Bir de çok sahteci var artık pazarda sayın abim. Misal bir araba ruh getiriyorlar, diyorlar ki hepsi dünyada ağır dertler çekmiş ama hiç satılmamış, dertleriyle yaşamış ama isyan etmemiş yaşamlarıyla hep barışık yaşamış ruhlardır diyorlar. Dikkatli bakıyorsun. Hepsinin alnında şeytanın mührü. Bu ne diyorsun. Onlar doğuştan diyorlar. Güya insan dünyaya geldiğinde satarmış ruhunu şeytana. E peki bu ruhun alnında neden yok bu mühür?
Bir de keşke herkesin ruhu yaşamda göründüğü gibi olsa. O zaman hiç bize ihtiyaç olmaz. O zaman bu pazarlara hiç ihtiyaç olmaz. Siparişle bile ruh almak mümkün olur. Yaşantısına göre, iyi biri gibi görünmesine ya da kötü biri gibi görünmesine göre alınır satılırdı ruhlar. Ne bileyim işte, iyiler hafif olurdu da kötüler ağır olurdu. Ama artık kötülük öyle bir hal aldı ki dünyada, bakıyorsun, dünya iyisi insan, kendi bütün, ahlakı bütün, yaşantısı bütün. Ruhu bir getiriyorlar, ruh terazisine bir koyuyorlar satmak için. İnanılır gibi değil manzara! Ne pazarlıklar dönmüş içinde, ne ihanetler etmiş, ne hasetler yaşamış. Hepsinin ağırlığı bedeninin ağırlığından fazla.

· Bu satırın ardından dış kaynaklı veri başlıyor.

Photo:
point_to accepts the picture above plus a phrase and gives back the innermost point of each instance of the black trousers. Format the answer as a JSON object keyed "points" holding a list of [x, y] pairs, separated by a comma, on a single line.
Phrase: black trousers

Sen şimdi diyeceksin ki, madem her ruhun bir değeri varsa, yani her ruh satılıksa nerede bunun kıymeti? Sen de haklısın sayın abim. Madem satılmış bir ruh alacaksam, madem bitpazarına düşmüş bir ruhta arıyorsam huzuru. Ne diye bunca para ödeyeyim? Alayım beşi üç paradan on ruh. Biri olmazsa biri hafifletir içimi. Bunca lafı ne diye dinledim de diyebilirsin. İnan bana sayın abim, söylediklerimin hiçbiri sen benden ruh satın al diye değildi. Sen yeni gelmişsin belli ki. Kimsenin tuzağına düşme diye söyledim. Şeytana satılmış ruhu ermiş ruhu diye, yirmi kere el değiştirmiş kalpazan ruhunu sanatçı ruhu diye sattıklarını gördüm kaç kere.
Ben mi? Ben çok oldu buraya düşeli. Önce kendi ruhumu satmaya gelmiştim. Baktım delikleri kararmış bir blok flütten daha az para veriyorlar ruhuma, satmadım. Sonra bu işin inceliklerini öğrendim gide gele. Bakma saydığıma. Dedim ya, beş para etmez benim ruhum. Para etmeyecek ruhları bitpazarında en güzel ben satarım. Ermiş ruhu diye satılmaya getirilmiş nice ruhların terazide tonlarca tarttığını gördüm. Günahkâr ruhu diye getirilmiş nice fahişenin ruhunun hafifliğini gördüm tartıda.
Herkes ruhunun ederini pek bir şey sanıp gelir buraya… Ruhların etten ağır, etin ruhtan pahalı olduğu bir pazardır burası sayın abim.